Il a été convenu qu’une partie du prix de vente serait payée par compensation avec la somme de même montant due par la SCI Gilbrice à la SCI Lanester, au titre d’un contrat de promotion immobilière à régulariser au plus tard le 31 mars 2014. La SCI de Lanester s’est engagée à construire pour le compte de la SCI Gilbrice et à lui livrer un bâtiment à implanter sur la partie de terrain restant appartenir à celle-ci. Ce bâtiment, destiné à la location commerciale, a été livré à la SCI Gilbrice.
Par acte du 4 novembre 2014 reçu par Maître C X, la SCI Gilbrice a donné à bail commercial à la SASU Maxcatine une des cellules commerciales de ce bâtiment, d’une superficie de 218 m², la destination des lieux loués étant une activité de commerce de fruits et légumes, épicerie, chocolat, crémerie, pâtisserie, spécialités régionales, à l’exclusion de toute autre même temporairement.
Par contrat du 7 novembre 2014, la société Maxcatine a souscrit auprès de la caisse de Crédit Mutuel de Lanester un prêt DD03577140 d’un montant de 40 000 euros pour le financement du besoin en fonds de roulement et un prêt DD03577148 de 40 000 euros pour le financement de l’agencement et de l’aménagement du bâtiment.
La SARL Maxcatine n’a réglé aucun loyer au motif qu’elle avait découvert après la signature du bail, qu’elle ne pouvait pas exploiter le commerce alimentaire prévu puisque dans sa décision du 10 septembre 2013, la CDAC avait accordé l’autorisation de créer plusieurs magasins dans le nouvel ensemble commercial en précisant la destination commerciale autorisée pour chaque cellule, et que celle d’une superficie de 218 m², louée par elle, ne pouvait accueillir qu’un commerce non alimentaire. Sa demande de dérogation, en vue d’un commerce alimentaire, présentée à la commune, n’a pas abouti.

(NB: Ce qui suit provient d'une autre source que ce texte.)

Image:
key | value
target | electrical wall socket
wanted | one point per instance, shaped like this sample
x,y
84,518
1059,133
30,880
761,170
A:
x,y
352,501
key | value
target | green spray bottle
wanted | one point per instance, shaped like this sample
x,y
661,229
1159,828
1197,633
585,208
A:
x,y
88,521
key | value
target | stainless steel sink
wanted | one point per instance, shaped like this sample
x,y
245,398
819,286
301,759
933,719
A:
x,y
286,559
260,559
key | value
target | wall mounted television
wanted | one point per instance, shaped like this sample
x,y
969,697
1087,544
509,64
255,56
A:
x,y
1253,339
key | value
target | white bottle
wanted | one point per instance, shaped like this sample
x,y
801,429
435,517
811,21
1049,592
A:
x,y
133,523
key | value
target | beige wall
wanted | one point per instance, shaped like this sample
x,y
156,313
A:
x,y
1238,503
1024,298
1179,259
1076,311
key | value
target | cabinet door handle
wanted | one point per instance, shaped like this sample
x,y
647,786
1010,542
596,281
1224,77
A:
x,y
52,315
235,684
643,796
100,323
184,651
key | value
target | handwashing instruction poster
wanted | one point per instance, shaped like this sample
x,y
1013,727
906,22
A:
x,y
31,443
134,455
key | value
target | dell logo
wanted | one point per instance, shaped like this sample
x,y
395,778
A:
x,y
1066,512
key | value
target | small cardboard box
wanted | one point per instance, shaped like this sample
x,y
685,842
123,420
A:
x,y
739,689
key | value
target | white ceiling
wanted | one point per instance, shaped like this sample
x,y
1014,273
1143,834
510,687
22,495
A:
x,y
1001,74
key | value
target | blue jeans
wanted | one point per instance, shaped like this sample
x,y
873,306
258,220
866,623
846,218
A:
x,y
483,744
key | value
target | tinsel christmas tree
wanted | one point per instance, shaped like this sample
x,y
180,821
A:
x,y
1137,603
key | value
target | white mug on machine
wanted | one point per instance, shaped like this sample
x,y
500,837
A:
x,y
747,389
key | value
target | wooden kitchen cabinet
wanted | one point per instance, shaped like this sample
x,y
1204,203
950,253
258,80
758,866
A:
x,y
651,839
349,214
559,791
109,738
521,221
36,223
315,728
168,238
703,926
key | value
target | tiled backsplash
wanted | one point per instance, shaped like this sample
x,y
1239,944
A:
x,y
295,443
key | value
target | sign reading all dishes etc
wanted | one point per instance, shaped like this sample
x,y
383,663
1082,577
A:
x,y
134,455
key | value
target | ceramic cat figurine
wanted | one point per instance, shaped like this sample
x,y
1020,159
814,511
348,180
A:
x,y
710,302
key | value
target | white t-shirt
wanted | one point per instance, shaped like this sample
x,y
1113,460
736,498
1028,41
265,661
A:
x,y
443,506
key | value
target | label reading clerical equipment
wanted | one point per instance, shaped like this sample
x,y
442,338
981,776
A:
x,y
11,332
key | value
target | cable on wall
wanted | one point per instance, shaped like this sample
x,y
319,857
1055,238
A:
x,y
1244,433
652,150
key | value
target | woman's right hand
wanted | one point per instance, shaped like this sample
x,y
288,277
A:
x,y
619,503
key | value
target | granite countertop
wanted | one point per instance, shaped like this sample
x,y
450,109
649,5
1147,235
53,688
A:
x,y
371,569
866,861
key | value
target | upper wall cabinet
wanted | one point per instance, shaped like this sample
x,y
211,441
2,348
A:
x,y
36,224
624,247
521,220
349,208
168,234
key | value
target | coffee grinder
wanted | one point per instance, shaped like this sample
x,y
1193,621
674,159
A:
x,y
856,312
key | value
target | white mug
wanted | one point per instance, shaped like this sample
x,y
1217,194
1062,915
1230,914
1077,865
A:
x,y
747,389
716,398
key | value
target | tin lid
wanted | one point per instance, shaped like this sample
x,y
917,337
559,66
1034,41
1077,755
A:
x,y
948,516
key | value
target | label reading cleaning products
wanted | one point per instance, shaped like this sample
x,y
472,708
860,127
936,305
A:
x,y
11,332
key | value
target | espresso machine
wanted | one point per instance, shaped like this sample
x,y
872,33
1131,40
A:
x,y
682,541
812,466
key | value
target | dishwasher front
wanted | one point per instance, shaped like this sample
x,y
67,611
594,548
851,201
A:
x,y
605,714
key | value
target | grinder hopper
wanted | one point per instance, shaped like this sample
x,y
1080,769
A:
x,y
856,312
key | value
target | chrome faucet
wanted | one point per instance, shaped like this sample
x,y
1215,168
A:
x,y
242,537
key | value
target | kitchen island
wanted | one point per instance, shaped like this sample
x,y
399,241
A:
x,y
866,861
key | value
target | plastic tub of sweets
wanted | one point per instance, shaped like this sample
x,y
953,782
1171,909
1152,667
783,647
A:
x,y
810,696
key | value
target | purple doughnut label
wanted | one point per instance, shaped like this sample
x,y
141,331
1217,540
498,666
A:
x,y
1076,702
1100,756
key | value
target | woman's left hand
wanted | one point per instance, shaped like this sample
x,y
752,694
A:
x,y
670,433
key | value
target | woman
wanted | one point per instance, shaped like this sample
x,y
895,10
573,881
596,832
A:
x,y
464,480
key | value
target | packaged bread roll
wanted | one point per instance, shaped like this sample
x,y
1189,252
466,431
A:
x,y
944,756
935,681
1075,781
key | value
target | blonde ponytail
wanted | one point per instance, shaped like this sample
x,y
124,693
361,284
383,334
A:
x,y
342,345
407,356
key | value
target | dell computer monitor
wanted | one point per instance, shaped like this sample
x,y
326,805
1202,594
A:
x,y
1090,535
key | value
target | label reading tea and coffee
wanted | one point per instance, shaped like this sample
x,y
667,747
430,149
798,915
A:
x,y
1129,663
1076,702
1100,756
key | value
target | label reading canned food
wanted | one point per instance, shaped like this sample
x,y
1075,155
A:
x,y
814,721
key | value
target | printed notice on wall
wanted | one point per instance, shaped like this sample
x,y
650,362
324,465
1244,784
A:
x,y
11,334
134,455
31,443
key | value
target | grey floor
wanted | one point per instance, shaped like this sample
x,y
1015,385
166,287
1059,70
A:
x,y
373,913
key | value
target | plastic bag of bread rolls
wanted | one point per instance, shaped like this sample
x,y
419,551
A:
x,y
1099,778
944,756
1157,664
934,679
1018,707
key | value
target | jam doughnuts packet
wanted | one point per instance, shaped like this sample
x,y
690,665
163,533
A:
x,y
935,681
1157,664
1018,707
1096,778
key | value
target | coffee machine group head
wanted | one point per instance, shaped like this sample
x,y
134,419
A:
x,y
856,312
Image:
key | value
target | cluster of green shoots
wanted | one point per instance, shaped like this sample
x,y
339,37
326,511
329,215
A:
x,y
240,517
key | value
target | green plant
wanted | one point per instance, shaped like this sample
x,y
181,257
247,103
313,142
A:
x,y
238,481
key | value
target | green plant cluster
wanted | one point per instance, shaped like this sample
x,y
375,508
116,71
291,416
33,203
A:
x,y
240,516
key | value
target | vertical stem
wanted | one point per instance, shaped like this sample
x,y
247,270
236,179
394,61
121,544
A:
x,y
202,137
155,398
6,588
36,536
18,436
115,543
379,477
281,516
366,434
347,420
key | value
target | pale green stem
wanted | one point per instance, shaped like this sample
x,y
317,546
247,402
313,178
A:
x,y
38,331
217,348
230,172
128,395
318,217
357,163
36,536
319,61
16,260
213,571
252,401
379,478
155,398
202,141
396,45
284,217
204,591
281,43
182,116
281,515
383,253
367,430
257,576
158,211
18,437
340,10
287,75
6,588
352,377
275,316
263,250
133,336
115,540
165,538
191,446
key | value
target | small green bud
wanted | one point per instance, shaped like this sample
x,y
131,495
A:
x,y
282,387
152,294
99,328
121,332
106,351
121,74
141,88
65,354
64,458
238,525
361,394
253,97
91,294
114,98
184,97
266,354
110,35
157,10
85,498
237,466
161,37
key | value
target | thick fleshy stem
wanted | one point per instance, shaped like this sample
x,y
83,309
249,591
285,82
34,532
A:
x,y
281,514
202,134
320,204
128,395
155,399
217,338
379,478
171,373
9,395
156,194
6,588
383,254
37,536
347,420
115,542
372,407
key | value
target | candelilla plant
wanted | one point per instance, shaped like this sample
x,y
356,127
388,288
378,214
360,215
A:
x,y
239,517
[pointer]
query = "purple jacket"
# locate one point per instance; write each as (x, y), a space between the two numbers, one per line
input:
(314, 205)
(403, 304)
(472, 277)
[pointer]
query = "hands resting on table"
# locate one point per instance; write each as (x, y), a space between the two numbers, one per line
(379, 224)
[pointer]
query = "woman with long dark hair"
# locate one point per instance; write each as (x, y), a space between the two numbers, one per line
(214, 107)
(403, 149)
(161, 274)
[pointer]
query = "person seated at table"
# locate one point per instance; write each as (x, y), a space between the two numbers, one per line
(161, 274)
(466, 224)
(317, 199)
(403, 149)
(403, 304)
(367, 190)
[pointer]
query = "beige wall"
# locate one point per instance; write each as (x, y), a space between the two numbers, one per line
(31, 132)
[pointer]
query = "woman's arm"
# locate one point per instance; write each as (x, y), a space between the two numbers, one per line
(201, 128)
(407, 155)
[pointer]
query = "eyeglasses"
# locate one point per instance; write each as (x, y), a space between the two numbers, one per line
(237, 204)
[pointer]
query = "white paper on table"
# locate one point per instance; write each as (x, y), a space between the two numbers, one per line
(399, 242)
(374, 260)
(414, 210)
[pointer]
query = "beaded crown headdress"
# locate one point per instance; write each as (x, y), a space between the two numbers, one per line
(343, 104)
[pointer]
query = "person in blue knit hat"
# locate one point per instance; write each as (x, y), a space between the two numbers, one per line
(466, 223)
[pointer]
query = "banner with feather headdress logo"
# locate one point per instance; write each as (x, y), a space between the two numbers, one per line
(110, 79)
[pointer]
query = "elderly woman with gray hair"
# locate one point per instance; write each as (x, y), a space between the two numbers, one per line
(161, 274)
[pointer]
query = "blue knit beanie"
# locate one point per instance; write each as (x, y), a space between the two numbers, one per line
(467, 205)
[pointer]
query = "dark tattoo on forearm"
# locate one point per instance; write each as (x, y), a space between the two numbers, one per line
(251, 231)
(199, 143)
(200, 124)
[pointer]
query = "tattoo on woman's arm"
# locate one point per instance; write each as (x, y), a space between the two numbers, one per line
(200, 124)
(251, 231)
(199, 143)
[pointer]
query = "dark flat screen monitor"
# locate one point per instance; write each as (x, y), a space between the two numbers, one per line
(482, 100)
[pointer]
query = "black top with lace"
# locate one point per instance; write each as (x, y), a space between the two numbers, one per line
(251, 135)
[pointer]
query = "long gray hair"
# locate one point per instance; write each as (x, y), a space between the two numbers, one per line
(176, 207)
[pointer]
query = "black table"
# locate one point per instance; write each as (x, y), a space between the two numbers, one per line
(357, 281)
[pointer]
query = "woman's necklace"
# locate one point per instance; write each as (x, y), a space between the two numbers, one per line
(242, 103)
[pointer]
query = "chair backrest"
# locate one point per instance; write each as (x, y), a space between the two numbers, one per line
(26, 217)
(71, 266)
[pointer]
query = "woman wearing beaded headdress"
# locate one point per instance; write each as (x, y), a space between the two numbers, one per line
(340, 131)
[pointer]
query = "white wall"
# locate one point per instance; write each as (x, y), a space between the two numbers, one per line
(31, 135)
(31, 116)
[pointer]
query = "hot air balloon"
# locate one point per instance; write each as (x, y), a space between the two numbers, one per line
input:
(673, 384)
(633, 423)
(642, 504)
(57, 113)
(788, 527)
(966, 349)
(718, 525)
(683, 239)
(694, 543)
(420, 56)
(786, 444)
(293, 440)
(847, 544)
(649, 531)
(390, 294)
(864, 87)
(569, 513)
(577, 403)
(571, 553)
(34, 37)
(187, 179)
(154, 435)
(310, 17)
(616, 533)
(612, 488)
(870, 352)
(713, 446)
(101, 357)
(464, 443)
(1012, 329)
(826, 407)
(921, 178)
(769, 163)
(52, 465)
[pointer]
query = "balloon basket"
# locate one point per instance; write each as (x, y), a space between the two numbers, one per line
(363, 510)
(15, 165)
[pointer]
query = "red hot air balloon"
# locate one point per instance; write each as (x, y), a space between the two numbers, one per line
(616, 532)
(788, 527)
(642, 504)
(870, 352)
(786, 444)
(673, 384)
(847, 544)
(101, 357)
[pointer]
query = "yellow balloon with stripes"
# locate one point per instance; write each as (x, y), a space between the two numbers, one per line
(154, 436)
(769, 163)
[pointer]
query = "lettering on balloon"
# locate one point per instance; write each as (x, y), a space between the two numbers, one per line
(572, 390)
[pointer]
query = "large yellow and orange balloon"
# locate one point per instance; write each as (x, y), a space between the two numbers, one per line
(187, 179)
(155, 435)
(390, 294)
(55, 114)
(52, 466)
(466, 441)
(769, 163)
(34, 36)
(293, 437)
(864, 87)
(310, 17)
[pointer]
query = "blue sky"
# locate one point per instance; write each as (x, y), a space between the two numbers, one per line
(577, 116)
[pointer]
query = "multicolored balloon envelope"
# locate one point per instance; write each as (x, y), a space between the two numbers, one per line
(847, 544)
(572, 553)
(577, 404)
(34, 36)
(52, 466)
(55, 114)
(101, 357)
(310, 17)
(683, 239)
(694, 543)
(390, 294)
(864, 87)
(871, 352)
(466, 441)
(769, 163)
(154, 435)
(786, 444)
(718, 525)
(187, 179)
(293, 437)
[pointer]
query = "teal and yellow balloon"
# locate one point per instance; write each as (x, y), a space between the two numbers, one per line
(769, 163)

Par ordonnance du 24 novembre 2015, le juge des référés, retenant la contestation sérieuse de la société Maxcatine, a débouté la société Gilbrice de sa demande en résiliation du bail commercial à la suite du commandement de payer les loyers par elle délivré à la locataire.
Par actes des 4 et 5 novembre 2015, la société Maxcatine a fait citer devant le tribunal de grande instance de Lorient la SCI Gilbrice, M. C X et la société Crédit Mutuel de Bretagne, sur le fondement des articles 1134, 1147, 1116 et 1382 anciens du code civil, afin de voir déclarer nul le bail commercial conclu le 4 novembre 2014, pour dol, ainsi que le contrat de prêt souscrit accessoirement et obtenir la condamnation solidaire de M. X et de la SCI Gilbrice à lui payer les sommes de 64 958,36 euros à titre de dommages et intérêts correspondant aux frais engagés pour l’installation de son local, et de 100 000 euros pour perte de chance de pouvoir exploiter une activité rentable dans l’emplacement commercial.
Par jugement du 25 avril 2017, le tribunal a :
— prononcé la nullité du bail notarié conclu le 4 octobre 2014 entre la SCI Gilbrice et la SASU Maxcatine,
— prononcé la nullité du contrat de prêt en deux fractions souscrit par la société Maxcatine auprès de la caisse de Crédit Mutuel de Bretagne, agence de Lanester, le 7 novembre 2014 et ordonné les
restitutions réciproques,
— condamné in solidum la SCI Gilbrice et Me C X à payer à la société Maxcatine les sommes de 64 958,36 euros TTC, 50 000 euros et 595,92 euros,
— condamné in solidum la SCI Gilbrice et Me C X à payer à la caisse de Crédit Mutuel de Bretagne, agence de Lanester la somme de 1363,66 euros,
— rejeté les demandes reconventionnelles de la SCI Gilbrice, de Me X et du Crédit Mutuel de Bretagne, agence de Lanester,
— condamné in solidum la SCI Gilbrice et Me C X à payer à la société Maxcatine une indemnité de 4000 euros et au Crédit Mutuel de Bretagne une indemnité de 1500 euros, sur le fondement de l’article 700 du code de procédure civile,
— ordonné l’exécution provisoire,
— dit que dans les rapports entre la SCI Gilbrice et Me C X, chacun sera tenu de la moitié des sommes ci-dessus et de la moitié des dépens ci-dessous,
— condamné in solidum la SCI Gilbrice et Me C X aux entiers dépens qui seront recouvrés par Me Emmanuelle Le Jossec, conformément à l’article 699 du code de procédure civile.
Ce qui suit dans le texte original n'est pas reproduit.